It's no secret California has some of the strictest gun laws in the country, but a new bill making its way through Congress could drastically change how the state can enforce those laws, while also making it easier for California residents to get a concealed carry permit.
The bill -- the Concealed Carry Reciprocity Act -- will require each state to recognize concealed carry permits from every other state, even states that don't require concealed carry permits.
"This is a huge change for California," Sam Paredes, the Executive Director of the Gun Owners of California, a lobbying group that is promoting the bill, told ABC10. "Now, residents of 49 states and Washington D.C. will be able to carry concealed fire arms in the state of California if they have a CCW or they reside in one of the constitutional carry states where the government does not require them to have a permit to legally carry."
The bill, if passed, would also allow Californians to apply for a concealed carry permit in states that offer permits to non-state residents -- meaning more Californians will be able to get permits.

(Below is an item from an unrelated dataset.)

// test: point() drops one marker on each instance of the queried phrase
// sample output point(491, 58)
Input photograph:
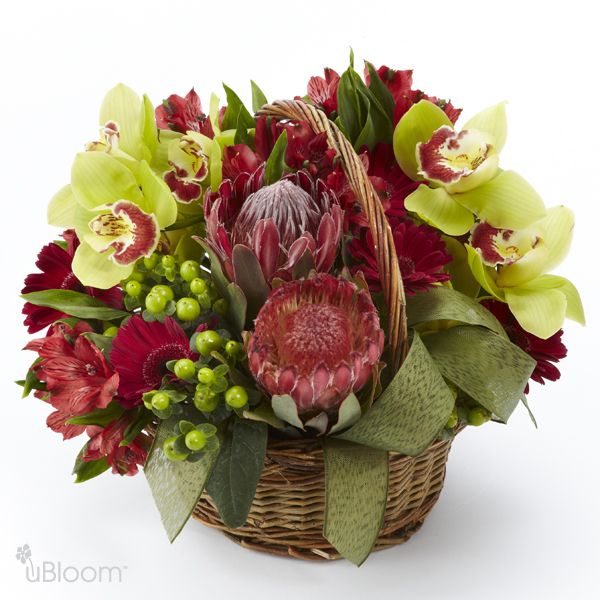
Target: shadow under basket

"They can apply for a permit in Utah, Florida Nevada multiple states where they can get a valid in the state of California," Paredes explained, "And there's nothing that anybody can do about it in the state of California to prevent that from happening."
Gun control advocates are adamantly opposed to the bill.
In a statement, the California chapter of the Brady Campaign to Prevent Gun Violence said. "California has MUCH to lose if HR 38 becomes federal law. Our state has strong safety training and permitting requirements regarding who can carry a loaded, hidden gun in public."
They added, "HR 38 would force California to recognize concealed carry standards from every other state, even from those with dramatically weaker standards or no permitting and background check requirements at all.”
The House of Representatives is set to vote on the bill on Wednesday.